With their extra-super-powered-mom-strength, they can wipe out fingerprints in one fell swoop and practically leap tall buildings in a single bound (much like superman). As the summer heats up, moms everywhere are repeating the mantra, “Stay in or out! Shut that door…we’re not cooling the outside” while stirring up a pitcher of Kool-Aid for their kids and everyone else in the neighborhood.

It is with moms in mind that the Jasper County Public Library has chosen the best in new fiction; books that when checked out can give every mom out there just the time-out they need this summer. Read on!

Leslie Anne Greene Carter knows that marriage is not always a walk in the park. However, in comparison to the other couples that she and her husband hang out with, she has gained the status of longevity, because she is the one and only original wife among them. All of the other wives are barely ripe peaches; newer, enhanced models of the original versions. Because she has been married for so much longer than the others, she feels confident in the familiarity of her relationship. That is, until she slips into a manhole and disappears and nobody notices that she is gone. Only then does Leslie realize that she has totally been taken for granted and that her idyllic life has been nothing more than a sham, and only then does Leslie make the decision to transform herself and reclaim her stronger, sexier self in “The Last Original Wife” by Dorothea Benton Frank.

Inheriting the posh Nantucket house of well-to-do ladies’ man, Rory Randall after his death comes with a price for three sisters; they must endure the company of one another for an entire summer. Thrown together after their strained relationships have completely gone sour from long-standing resentments, jealousies and misunderstandings, the three sisters, Arden, Meg and Jenny, gain new ground and surprisingly form a stronger bond than they imagined; that is, until the past comes back to haunt them in a big way in “Island Girls” by Nancy Thayer.

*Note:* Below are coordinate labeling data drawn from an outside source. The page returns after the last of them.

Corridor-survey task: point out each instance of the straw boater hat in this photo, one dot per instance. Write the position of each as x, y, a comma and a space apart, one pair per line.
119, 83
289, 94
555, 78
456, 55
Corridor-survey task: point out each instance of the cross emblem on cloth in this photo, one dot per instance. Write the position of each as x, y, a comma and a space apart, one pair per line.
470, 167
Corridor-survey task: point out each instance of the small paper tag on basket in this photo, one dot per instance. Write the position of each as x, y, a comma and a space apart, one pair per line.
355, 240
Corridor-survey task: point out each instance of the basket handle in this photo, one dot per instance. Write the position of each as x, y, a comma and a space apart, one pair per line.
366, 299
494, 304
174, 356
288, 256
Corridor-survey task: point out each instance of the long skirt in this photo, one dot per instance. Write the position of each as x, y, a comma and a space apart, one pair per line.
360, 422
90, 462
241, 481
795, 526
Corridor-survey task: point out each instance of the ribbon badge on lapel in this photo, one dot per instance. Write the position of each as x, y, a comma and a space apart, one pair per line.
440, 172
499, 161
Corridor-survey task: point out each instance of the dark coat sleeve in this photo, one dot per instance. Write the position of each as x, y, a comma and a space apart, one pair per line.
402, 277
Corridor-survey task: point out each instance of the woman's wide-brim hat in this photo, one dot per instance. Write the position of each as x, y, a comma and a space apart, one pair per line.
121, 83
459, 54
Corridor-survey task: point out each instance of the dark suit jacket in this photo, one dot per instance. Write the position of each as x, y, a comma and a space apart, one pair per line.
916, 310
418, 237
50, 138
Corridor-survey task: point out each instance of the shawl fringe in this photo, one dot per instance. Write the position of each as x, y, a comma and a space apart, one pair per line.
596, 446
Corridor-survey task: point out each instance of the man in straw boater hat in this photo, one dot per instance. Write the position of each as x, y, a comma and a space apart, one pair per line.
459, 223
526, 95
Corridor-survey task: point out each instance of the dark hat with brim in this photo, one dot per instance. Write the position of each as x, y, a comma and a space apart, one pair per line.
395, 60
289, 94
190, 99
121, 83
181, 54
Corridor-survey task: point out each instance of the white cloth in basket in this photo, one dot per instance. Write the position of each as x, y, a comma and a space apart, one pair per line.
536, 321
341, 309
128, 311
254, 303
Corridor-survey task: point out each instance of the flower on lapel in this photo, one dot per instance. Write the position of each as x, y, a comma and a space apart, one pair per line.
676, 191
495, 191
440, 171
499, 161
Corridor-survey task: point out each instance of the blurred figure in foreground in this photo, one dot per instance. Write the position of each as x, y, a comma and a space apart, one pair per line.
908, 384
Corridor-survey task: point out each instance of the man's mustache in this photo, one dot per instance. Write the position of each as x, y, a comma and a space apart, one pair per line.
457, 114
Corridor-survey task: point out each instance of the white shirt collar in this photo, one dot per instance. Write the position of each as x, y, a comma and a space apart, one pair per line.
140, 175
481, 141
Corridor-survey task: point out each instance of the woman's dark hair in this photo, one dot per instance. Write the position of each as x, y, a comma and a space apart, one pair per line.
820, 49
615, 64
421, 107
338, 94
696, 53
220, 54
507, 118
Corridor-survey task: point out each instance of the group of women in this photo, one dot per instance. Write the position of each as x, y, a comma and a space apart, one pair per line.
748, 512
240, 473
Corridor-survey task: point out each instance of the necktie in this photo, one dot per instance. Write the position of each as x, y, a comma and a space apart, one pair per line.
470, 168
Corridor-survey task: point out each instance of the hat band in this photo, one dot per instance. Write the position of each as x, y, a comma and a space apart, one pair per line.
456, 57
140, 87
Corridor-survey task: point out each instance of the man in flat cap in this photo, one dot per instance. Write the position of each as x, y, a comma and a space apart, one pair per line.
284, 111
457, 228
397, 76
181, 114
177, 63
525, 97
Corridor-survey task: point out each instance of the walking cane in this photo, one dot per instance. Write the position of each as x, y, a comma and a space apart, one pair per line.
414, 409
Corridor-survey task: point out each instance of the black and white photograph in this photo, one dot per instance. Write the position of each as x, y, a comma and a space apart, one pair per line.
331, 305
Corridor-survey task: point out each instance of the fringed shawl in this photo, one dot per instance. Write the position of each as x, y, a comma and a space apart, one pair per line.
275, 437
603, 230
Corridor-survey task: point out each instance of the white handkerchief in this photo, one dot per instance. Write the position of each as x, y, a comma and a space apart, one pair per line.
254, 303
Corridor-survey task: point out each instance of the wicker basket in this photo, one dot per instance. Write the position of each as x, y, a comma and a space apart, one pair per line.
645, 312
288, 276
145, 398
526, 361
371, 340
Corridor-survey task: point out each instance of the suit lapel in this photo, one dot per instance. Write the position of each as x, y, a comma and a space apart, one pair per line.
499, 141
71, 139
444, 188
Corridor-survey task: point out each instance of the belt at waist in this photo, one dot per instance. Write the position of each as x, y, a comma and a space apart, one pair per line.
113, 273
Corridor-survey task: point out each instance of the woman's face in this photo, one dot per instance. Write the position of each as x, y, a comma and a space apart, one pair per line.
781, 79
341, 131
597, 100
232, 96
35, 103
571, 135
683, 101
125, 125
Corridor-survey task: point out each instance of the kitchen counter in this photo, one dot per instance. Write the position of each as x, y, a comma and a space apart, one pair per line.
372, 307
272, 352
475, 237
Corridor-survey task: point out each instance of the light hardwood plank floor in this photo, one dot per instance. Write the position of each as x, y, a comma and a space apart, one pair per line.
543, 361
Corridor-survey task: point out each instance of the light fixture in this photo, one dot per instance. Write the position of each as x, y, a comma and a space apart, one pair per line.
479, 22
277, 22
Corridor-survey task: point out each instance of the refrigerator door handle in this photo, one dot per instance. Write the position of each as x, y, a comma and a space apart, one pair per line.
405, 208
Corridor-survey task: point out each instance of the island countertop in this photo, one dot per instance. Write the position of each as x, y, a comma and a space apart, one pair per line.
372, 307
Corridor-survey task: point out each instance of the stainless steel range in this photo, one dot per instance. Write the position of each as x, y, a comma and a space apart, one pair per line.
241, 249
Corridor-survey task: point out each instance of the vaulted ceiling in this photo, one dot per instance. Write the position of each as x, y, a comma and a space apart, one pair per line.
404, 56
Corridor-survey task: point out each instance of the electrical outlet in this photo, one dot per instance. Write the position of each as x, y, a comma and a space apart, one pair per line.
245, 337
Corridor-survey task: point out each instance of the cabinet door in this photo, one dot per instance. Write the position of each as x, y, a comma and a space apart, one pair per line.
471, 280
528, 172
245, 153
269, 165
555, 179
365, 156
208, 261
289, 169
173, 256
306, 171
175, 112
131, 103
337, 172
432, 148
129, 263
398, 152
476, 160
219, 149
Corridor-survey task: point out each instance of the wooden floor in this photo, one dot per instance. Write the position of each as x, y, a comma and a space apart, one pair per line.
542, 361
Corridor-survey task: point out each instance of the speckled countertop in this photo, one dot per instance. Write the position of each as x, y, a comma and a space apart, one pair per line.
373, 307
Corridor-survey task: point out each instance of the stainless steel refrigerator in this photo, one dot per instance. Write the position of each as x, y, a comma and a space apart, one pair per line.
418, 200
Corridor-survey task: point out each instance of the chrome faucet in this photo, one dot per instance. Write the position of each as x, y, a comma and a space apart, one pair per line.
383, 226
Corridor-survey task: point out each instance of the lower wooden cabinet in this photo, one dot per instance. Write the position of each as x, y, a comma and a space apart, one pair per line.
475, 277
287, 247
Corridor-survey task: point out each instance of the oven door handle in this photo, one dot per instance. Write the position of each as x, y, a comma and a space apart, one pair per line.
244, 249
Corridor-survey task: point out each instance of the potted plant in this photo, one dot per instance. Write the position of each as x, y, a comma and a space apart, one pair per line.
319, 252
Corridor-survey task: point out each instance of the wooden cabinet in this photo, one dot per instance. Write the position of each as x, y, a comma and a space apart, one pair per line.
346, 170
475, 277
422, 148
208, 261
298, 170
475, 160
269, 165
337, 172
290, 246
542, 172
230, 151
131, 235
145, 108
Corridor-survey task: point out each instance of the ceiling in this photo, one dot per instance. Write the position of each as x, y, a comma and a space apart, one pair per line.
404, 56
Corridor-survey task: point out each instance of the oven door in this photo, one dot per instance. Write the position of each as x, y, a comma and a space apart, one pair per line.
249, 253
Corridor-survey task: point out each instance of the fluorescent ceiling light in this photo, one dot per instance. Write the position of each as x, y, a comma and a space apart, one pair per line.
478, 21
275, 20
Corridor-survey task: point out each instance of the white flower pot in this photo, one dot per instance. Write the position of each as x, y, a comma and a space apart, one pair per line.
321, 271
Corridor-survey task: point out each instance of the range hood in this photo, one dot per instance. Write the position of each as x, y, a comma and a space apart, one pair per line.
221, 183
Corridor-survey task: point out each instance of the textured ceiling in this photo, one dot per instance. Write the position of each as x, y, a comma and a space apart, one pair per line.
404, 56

As far as Addie Cramer’s “mutter” and “daed” are concerned, Addie is as good as betrothed to Phillip Eicher. As in all Amish families, the Cramers expect Addie to honor them by obeying their wishes. Addie, however, has fallen in love with Jonathan Mosier, whom the Cramer family holds in contempt due to a long-standing grudge. Distraught and at the same time determined to uncover the truth, Addie makes it her mission to tear down the animosity of the past, hoping to bridge the divide between the two families in “Adoring Addie” by Leslie Gould.

So, kudos to the super-powered moms, the Kool-Aid moms, moms everywhere with eyes in the back of their heads and a sixth sense that keeps their children, old and young, on their radar at all times. And kudos to my own mom, my own personal cheerleader, my friend and mentor, in whose memory this article is lovingly written; Bernadine Richardson, you are, and always will be, the best mom and friend a girl could have.